Now, quickly — I’ve been scolded more than once for over-long blogs — the tribute. The best part of visiting all these restaurants (after the eating) was talking to the chefs and restaurant staffs: David Paul Johnson (David Paul’s Island Grill), Mark Ellman (Mala, Honu), Tom Selman (Main Street Bistro), Peter Merriman (Monkeypod Kitchen and more, via e-mail), hearing a bit of the backstory on recent months.
It’s been a tough, tough time for restaurants. Many are lost. But these and others have persevered. David Paul opened at the worst possible moment and works from 8 a.m. to midnight. Selman kept his doors open through recession and a life-threatening illness and, of necessity, tends the appetizer hour at his Wailuku bistro totally alone, cooking, waiting, prepping for the next day. Mark and Judy Ellman opened Honu last week despite the economy; they’d long had a dream of taking over the surf shop space next to their popular Mala spot in Lahaina.

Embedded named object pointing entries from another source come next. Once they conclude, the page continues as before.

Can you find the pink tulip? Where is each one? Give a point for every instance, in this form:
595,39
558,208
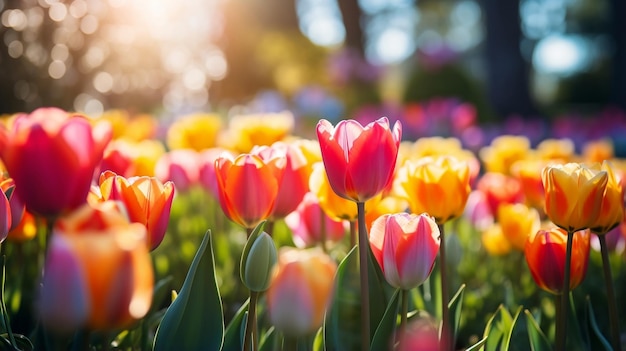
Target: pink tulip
179,166
359,160
52,155
306,221
405,246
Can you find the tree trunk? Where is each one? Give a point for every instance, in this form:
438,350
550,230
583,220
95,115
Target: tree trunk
507,72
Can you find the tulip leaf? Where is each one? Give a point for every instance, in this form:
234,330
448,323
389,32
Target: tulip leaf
594,326
246,250
454,307
499,329
233,337
538,340
194,321
342,327
318,341
387,324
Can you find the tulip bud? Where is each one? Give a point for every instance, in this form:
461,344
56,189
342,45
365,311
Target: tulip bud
258,260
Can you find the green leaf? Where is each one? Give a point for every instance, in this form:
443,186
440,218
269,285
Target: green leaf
499,329
538,340
478,345
318,342
342,327
594,326
455,306
194,321
387,324
233,337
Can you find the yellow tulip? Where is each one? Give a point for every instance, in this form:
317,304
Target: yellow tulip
612,209
437,186
518,221
574,195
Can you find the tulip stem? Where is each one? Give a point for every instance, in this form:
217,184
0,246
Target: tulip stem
405,308
5,313
446,340
352,234
561,322
323,231
251,323
608,279
365,294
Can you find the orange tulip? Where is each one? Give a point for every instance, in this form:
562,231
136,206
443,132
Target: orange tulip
517,222
437,186
147,200
98,271
545,256
300,290
52,156
574,194
295,180
359,161
248,187
612,209
179,166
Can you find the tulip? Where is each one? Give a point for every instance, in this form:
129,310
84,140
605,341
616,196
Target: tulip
494,241
545,256
359,161
52,156
307,220
334,206
499,189
147,200
439,187
98,271
517,222
503,152
25,230
246,131
197,132
612,208
248,187
300,291
206,172
295,180
16,205
179,166
405,247
528,174
574,195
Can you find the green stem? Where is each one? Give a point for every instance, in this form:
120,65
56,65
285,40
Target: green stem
365,294
323,230
561,328
290,343
608,279
405,308
3,307
446,339
250,323
352,234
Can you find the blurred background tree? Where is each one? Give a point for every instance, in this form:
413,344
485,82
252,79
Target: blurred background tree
526,57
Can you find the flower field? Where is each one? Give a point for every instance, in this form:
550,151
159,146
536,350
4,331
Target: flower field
403,228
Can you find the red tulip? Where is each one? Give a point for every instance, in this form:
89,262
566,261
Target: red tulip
295,180
405,246
545,255
359,160
52,155
248,186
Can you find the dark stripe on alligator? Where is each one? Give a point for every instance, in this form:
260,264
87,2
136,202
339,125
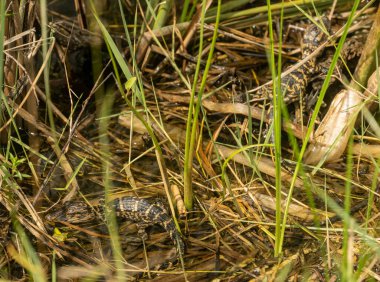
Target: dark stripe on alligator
141,211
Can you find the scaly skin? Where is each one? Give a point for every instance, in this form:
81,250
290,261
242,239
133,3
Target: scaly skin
294,84
141,211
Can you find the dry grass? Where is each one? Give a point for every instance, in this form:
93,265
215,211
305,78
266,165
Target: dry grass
80,137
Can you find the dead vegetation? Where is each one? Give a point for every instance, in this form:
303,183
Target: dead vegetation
80,120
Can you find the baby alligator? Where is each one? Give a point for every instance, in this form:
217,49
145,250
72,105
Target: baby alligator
294,84
141,211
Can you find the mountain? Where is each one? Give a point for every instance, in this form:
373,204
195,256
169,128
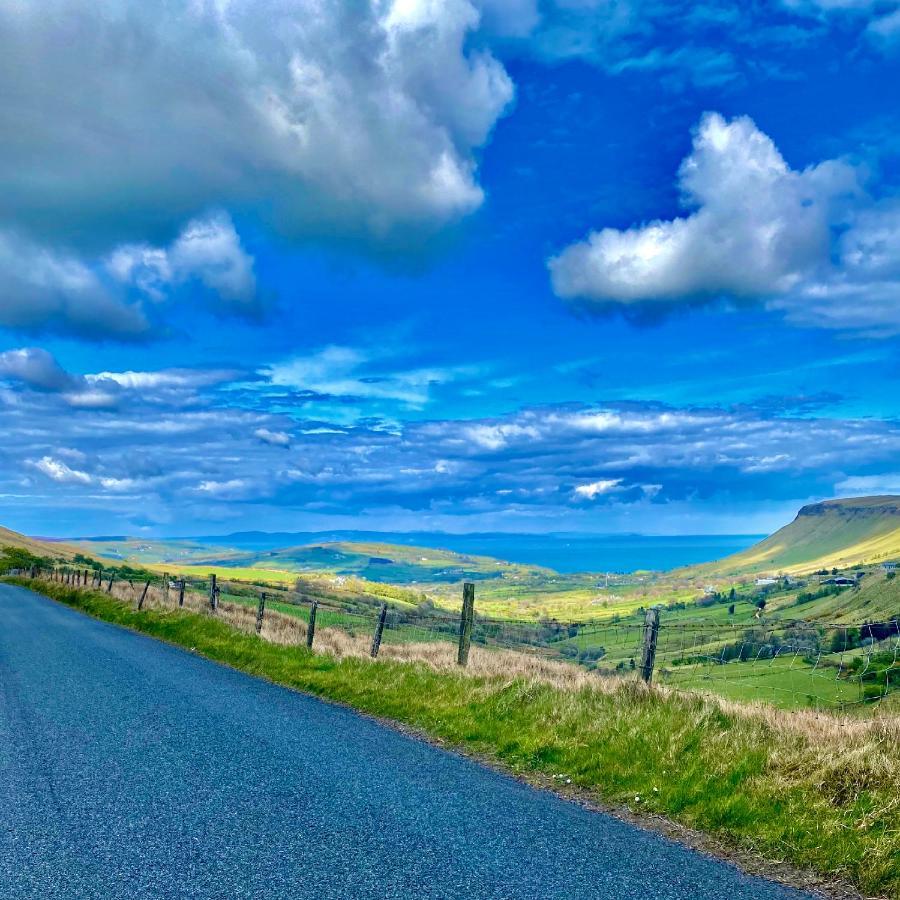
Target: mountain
38,547
834,533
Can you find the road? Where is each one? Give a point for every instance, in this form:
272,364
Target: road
132,769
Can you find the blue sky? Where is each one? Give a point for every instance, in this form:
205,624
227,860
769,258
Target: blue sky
470,265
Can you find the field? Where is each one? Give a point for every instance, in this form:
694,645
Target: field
843,533
814,790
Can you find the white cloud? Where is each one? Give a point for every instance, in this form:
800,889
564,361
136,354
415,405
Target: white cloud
347,372
59,471
208,250
43,287
36,368
359,117
275,438
757,228
809,243
594,489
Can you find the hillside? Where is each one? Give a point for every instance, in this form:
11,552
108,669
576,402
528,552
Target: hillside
834,533
54,549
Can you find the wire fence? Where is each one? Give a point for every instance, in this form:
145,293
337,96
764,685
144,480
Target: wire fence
790,663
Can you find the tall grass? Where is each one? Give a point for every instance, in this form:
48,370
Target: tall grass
813,790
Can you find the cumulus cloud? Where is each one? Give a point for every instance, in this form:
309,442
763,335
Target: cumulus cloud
165,112
208,251
47,288
170,453
36,368
354,374
59,471
811,243
351,123
275,438
594,489
116,296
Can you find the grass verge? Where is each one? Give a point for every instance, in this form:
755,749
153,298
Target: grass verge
793,787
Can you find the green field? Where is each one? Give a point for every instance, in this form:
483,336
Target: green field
840,533
791,789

They and hundreds of others — the cheerful hostess at A.K.’s in Wailuku, the waitress who let me take my time at Bistro Casanova, the bartender at Honu who wrapped my leftovers in a way that fit my  car cooler, the waitress at busy Monkeypod Kitchen who patiently listened to me and my grade school BFF giggle our way through a meal — all make dining out worth the expense. I’m so grateful for their caring.
A lot of owners don’t get it. A lot of servers are idiots. A lot of food isn’t worth eating. But when you visit a spot that really works — and, due to careful vetting by my foodie friends, every place I went on Maui worked on multiple levels — it’s a joy and a thing of beauty, not forever, but for a precious hour or two.